Sep 7, 2010

India and Bangladesh to sign a protocol to protect the Sundarban

Bangladesh is rewarded with many of natural beauties where sundarban, the largest mangrove forest of the world, is the most attractive for its natural beauty and its contribution to the lives 17 crore people of the country. 
Conservation of sundarban is very priority issue for the country to save bio-diversity inside of the tidal forest and to save lives of people from natural calamity like flood and upsurge of sea water from Bay of Bengal.
Here, the Royal Bengal Tiger, deer, pythons, different flora & fauna of mangrove forest land and different fishes inside of canals are very marvelous & amazing to the tourists. 
India is soon to sign a protocol with neighboring Bangladesh in a bid to protect the Sundarbans which is part of both the countries, sources said on Tuesday.
"Details are being formulated and soon both the countries will be signatories to the protocol. The aim is to protect the largest single block of tidal halophytic mangrove forest in the world," the sources said.
The Sundarbans lies in the vast delta on the Bay of Bengal formed by the confluence of the Ganges, Brahmaputra and Meghna rivers across southern Bangaldesh and the eastern Indian state of West Bengal.
The seasonally flooded forests lie inland from the mangrove forests on the coastal fringe and covers 10,000 square kilometers of which about 6,000 are in Bangladesh.
The Sundarbans also serves a crucial function as a protective barrier for the millions of inhabitants in and around West Bengal' s capital Kolkata against the floods that result from the cyclones that are a regular occurrence on this coast.
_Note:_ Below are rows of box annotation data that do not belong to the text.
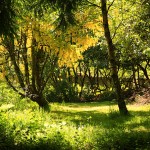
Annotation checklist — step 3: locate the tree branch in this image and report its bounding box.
[107,0,115,11]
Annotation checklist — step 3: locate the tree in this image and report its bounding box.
[101,0,128,115]
[0,0,16,36]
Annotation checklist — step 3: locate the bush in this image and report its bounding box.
[46,80,79,102]
[99,91,117,102]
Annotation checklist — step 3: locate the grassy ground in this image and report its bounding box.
[0,84,150,150]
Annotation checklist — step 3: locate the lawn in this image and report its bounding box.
[0,99,150,150]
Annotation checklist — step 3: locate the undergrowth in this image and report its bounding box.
[0,82,150,150]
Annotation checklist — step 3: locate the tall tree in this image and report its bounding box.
[0,0,16,36]
[101,0,128,115]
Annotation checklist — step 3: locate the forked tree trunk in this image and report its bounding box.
[101,0,128,115]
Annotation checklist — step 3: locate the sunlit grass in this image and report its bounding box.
[0,85,150,150]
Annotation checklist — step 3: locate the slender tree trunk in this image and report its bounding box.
[101,0,128,115]
[30,94,50,112]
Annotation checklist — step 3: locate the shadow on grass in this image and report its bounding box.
[60,101,116,108]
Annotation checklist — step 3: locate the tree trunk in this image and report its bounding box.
[29,94,50,112]
[101,0,128,115]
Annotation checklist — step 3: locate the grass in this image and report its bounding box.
[0,84,150,150]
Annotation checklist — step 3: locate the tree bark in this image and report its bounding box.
[28,94,50,112]
[101,0,128,115]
The natural honey is also collected from sundarban. Many of the Bangladeshi people go to the deep of sundarban to collect the very sacred sweets from this forest.  

Hundreds of deer are also seen here inside of the forests and beside of the canals specially. The famous tigers used to live from eating of those.

Tourists from hundreds of countries of the world also visit this tidal forest to see the beauty of forest where trees are grown from the roots of other plants. It happens due to tides continue through the canals situated in side of the forest.The canals are also saturated many times from this tidal waves.

Many of the people collect huge amount of woods from this forest which is beyond the capacity of regeneration of growth of the forest which is considered a major threat to this world largest mangrove forest. This happens due to over burden of  people in coastal area of the country. 

Imran Hasan Palash, a sincere citizen of Bangladesh born at Koikhali, a place very close to the sundarban now completed his Masters Degree from a public university of the country in Geography & Environmental Science expressed his apprehension on sundarban. Talking to this writer he told that the inhabitants living near sundarban are work-less. They have the only option to collect wood or honey from sundarban, he added. So the extra pressure of the peoples' feeding goes on sundarban, Palash said. It is time to take immediate measures like the substitute way of employment of the people living near sundarban.            

Tourists from different countries have been visiting at different parts of sundarban over the years. The potentiality of tourism industry centering sundarban is very high. The peoples collecting their lives from sundarban harming it may earn many more if this is made as the world's most attractive tourists' spot. It may be done only through development of law and order situation and reaching the correct information about the gravity of sundarban to the world.
According to estimation, the Sundarbans is home to 425 species of wildlife, including 300 species of birds and 42 species of mammals, as well as the Royal Bengal Tiger.

Over 3.5 million people live in the Sundarbans ecologically critical area, with no permanent settlement. Among them, about 1.2 million people directly depend on Sundarbans for their livelihoods. Most of these people are wood cutters/golpatta collectors, fishermen, crab and shell collectors, honey collectors and shrimp fry collectors. Many of them are women and children.

The World Wildlife Fund (WWF) in its recent study titled 'Sea Level Rise and Tigers: Predicted Impacts to Bangladesh's Sundarbans Mangroves' said that one of the world's largest tiger populations could disappear by the end of this century as rising sea levels caused by climate change destroy their habitat in the Sundarbans. The cyclone Sidr has about one fourth of the four lakh plus hectares of forest area of the world heritage site killing around 3,113 people. Other climate change induced disasters like Aila have destroyed the natural resources of the Sundarbans to a great extent. The ecosystem of the forest has been disrupted and huge wildlife including a good numbers of Royal Bengal tigers has been killed.